One of the Khamorros, the largest of the three and a thumping ugly great fellow, bellowed out in anger:
“The old crone cannot march! She cannot come with us — you must leave her, cramph.”
“I will carry her, if need be.”
For I had felt a surprising strength in that thin figure when she had tumbled out of the tree upon me.
“We shall not wait-”
Turko walked up with a lithe swing, his dark hair tumbled about his face, his features bronzed and clear, and, as I noticed for the first time, a look about him at once reckless and contained. With all this his build, all muscle and sliding roped power, advertised his enormous physical development, and, if that were not enough, he was damned handsome too, into the bargain.
“Leave it, Chimche,” he said. “This nul Dray Prescot will carry the crone, as he says, or be left behind.”
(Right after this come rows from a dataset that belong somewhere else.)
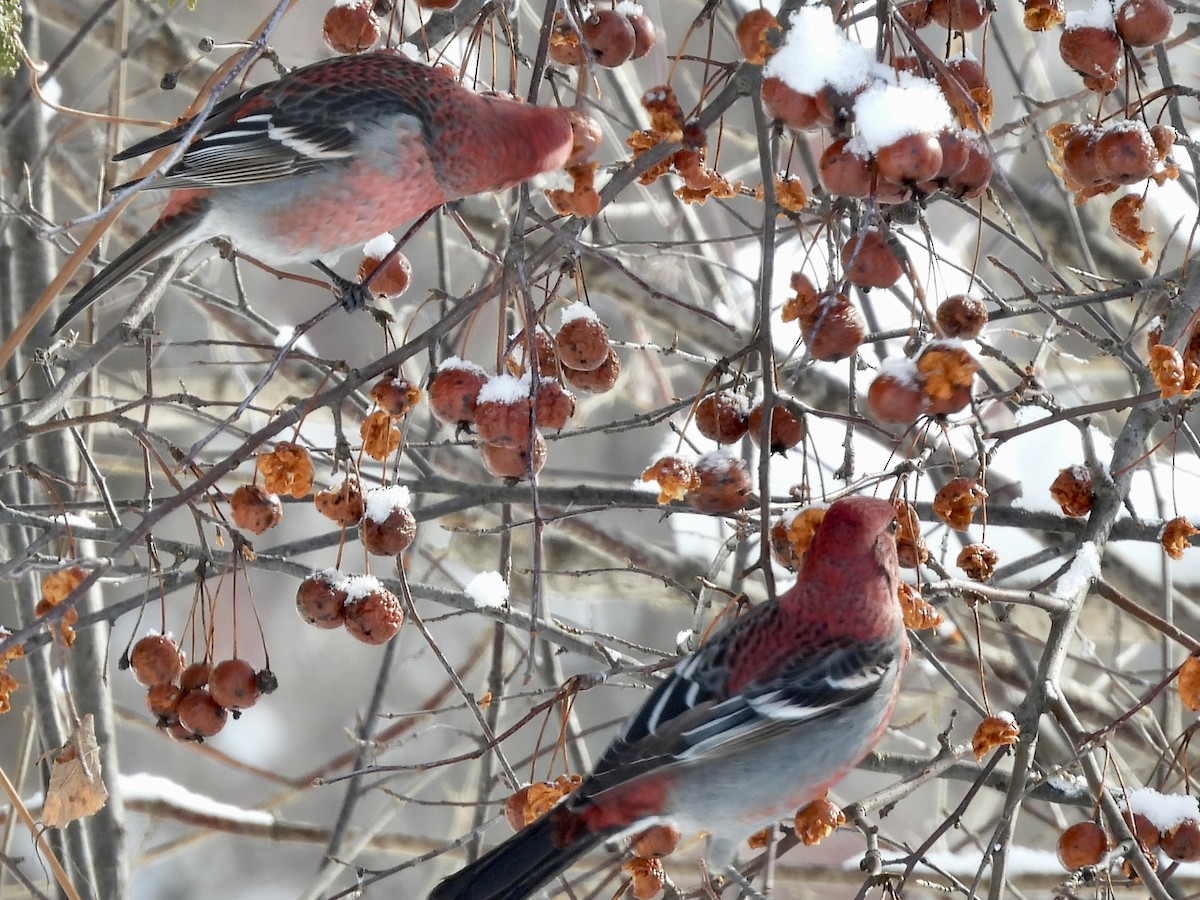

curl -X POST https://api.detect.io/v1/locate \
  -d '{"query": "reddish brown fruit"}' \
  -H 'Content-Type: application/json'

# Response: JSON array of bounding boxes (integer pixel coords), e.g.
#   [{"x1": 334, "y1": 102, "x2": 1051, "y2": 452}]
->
[
  {"x1": 563, "y1": 347, "x2": 620, "y2": 394},
  {"x1": 229, "y1": 485, "x2": 283, "y2": 534},
  {"x1": 688, "y1": 452, "x2": 754, "y2": 514},
  {"x1": 694, "y1": 391, "x2": 750, "y2": 444},
  {"x1": 296, "y1": 569, "x2": 347, "y2": 629},
  {"x1": 430, "y1": 356, "x2": 487, "y2": 426},
  {"x1": 875, "y1": 133, "x2": 942, "y2": 185},
  {"x1": 359, "y1": 487, "x2": 416, "y2": 557},
  {"x1": 209, "y1": 659, "x2": 263, "y2": 709},
  {"x1": 146, "y1": 684, "x2": 184, "y2": 719},
  {"x1": 734, "y1": 10, "x2": 782, "y2": 66},
  {"x1": 746, "y1": 403, "x2": 804, "y2": 454},
  {"x1": 554, "y1": 304, "x2": 608, "y2": 372},
  {"x1": 175, "y1": 688, "x2": 227, "y2": 738},
  {"x1": 320, "y1": 0, "x2": 383, "y2": 53},
  {"x1": 580, "y1": 10, "x2": 637, "y2": 68},
  {"x1": 841, "y1": 228, "x2": 904, "y2": 288},
  {"x1": 1058, "y1": 822, "x2": 1109, "y2": 872},
  {"x1": 480, "y1": 431, "x2": 547, "y2": 481},
  {"x1": 937, "y1": 294, "x2": 988, "y2": 340},
  {"x1": 344, "y1": 585, "x2": 404, "y2": 644},
  {"x1": 1117, "y1": 0, "x2": 1174, "y2": 47},
  {"x1": 130, "y1": 635, "x2": 185, "y2": 688}
]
The bulky form of Chimche started to quiver and Nath said quickly: “We had best press on. There are shoes and food and wine ahead — and knives.”
I had to keep my fingers still. I knew that wine.
So we hurried on along the trail, with Chimche turning often to give me a glare. But I had given him no further cause of offense, and I was carefully watching Mog. Having seen how matters stood, and at her first immediate rush back down the trail being firmly stopped by me, she screeched and waved her arms but trudged along. Every now and then I had to give her a push. I watched her, as I say, very carefully; the impression had formed that she play-acted rather more than she cared folk to perceive. And her walk, once the shuffling scuttle she habitually adopted in the caves proved troublesome swinging along the trail, changed imperceptibly into a much firmer and longer tread. She would not be the first woman to make herself look old and hideous in captivity.
Still, she was a halfling and, by Zair, she was hideous in reality!
When we reached the cache of food and clothing Mog was more than happy to rest. We donned the gray tattered tunics and took the knives and put on the shoes, and all this petty finery was designed to make us feel we had outwitted the manhunters, to give us hope, to make us run!
Mog wouldn’t wear the shoes Nath offered.
Toward the end of the march I had to carry her, slung over a shoulder, and every now and then a filthy dangling leg would give me a sly kick, just to remind me.
When we made our camp up a tree, erecting a palisade of thorns, and Nath prepared his lower aerie, I knew the time approached. Nath hefted up the wine bottles, their leather bulging. I was looking at Mog. She was tied in place. I knew she had the willpower and the courage to march back through the jungle. Now, as Nath offered her the wine, she cowered back, trembling.